Ketika bertemu orang dewasa lain saat di jalan seringakli mereka bertanya, "Putrinya Pak Zarkasi ya?" Aku hanya mengatakan iya. Darimana mereka tahu? Oh iya tentu saja karena kemiripanku dengannya, dan lagi bapakku seorang guru yang waktu itu masih segelintir saja. Tentu dikenal banyak orang.
.
Karena Bapaklah aku bersikap baik. Saat hendak melenceng pada prinsip agama, aku teringat padanya hingga urung melakukan. Pada intinya mengingat bapak, menjadikanku menjaga sikap dan tingkah lalku.
.
Kini setelah bapak tiada, beberapa kali aku bertemu dengannya di dalam mimpi. Selalu sedang melakukan suatu aktivitas yang dahulu sering dilakukannya. Tawa tanpa suara dan tanpa bicara. Kemudian menghilang begitu saja.

Semenjak hari meninggalnya hingga kini, aku hanya mampu mengenangnya dan menguntai do'a.

Allahu Rabbi...betapa aku baru menyadari bahwa bapaklah yang mengenalku lebih dari diriku sendiri. Dan bapaklah yang mempercayaiku lebih dari rasa percaya diriku.
Allahumaghfirlahu warhamhu wa'afini wa'fu'anhu....
Ya Allah, amouni dosa-dosa bapakku, orang yang tidak kusadari telah menanamkan prinsip dan harkat. Terangilah dan luaskan kuburnya. Berilah teman shalih, dan tempatkan ia di tempat yang layak di sisi-Mu. Aamiin ya Rabbal 'aalamiin.
TA

Kenangan : Bapak 2

Kenangan : Bapak 1
.

Aku tidak tega melihat ibu menangis terus-menerus. Meski ada kerabat yang menghibur namun pedih di hati tetap saja ada. Kasihan lagi ketika ibu bahkan tidak berani menjenguk bapak di ruang Intensive Care Unit (ICU). Sementara aku masih kuat meski hati sangat sedih. Aku menunggui Bapak, berdoa di sampingnya.

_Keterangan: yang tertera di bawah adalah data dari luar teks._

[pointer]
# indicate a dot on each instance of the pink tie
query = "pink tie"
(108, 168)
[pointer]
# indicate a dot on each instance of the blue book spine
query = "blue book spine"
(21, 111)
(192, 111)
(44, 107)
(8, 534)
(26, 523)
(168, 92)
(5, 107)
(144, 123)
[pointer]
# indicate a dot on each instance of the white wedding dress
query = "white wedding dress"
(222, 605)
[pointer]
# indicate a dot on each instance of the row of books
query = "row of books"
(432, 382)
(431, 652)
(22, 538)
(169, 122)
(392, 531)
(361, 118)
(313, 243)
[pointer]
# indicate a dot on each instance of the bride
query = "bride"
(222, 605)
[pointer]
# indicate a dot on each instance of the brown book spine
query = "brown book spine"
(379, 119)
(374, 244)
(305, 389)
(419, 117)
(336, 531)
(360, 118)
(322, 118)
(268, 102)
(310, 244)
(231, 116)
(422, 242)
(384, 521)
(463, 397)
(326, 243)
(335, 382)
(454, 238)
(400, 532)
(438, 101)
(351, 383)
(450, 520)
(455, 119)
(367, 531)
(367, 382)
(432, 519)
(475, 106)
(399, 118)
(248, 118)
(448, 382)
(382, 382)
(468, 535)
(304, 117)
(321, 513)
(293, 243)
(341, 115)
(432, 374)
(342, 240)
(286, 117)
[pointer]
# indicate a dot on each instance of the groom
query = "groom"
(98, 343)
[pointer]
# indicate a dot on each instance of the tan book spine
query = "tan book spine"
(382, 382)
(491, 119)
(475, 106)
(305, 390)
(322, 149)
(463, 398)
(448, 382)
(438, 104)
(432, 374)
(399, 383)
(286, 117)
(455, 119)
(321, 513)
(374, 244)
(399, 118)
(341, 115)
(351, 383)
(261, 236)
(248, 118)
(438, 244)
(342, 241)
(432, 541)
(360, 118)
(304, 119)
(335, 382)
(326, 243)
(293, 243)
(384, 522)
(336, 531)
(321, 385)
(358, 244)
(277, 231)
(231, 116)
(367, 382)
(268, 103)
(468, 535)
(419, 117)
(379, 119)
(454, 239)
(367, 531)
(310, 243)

Melihat kondisinya yang lemah, aku semakin pilu. Tidak pernah bapak sakit sampai seperti ini. Paling hanya masuk angin, dikerok dan segera sembuh. Atau hanya batuk dan pilek saja. Sengengetahuanku Bapak kuat, nyaris tak pernah mengeluh dan nyaris tak pernah marah.
.
Kenangan saat aku kecil

Bapak seorang guru sekolah dasar di kampung. Begitu juga ibu. Setiap pagi mereka berdua, sibuk menyiapkan makan, mengurus ternak ayam dan bersiap untuk pergi mengajar.

Sepulang mengajar, melakukan kegiatan lain seperti mengurus kebun, mencari rumput untuk kambing, mengumpulkan kayu bakar untuk memasak, atau memetik kelapa untuk dijual. Yang jelas, Bapak adalah orang yang bisa diandalkan.

Profesi guru pada zaman itu masih bisa dihitung dengan jari maka profesi guru memberi pengaruh , dihormati dan secara personal bapak disegani.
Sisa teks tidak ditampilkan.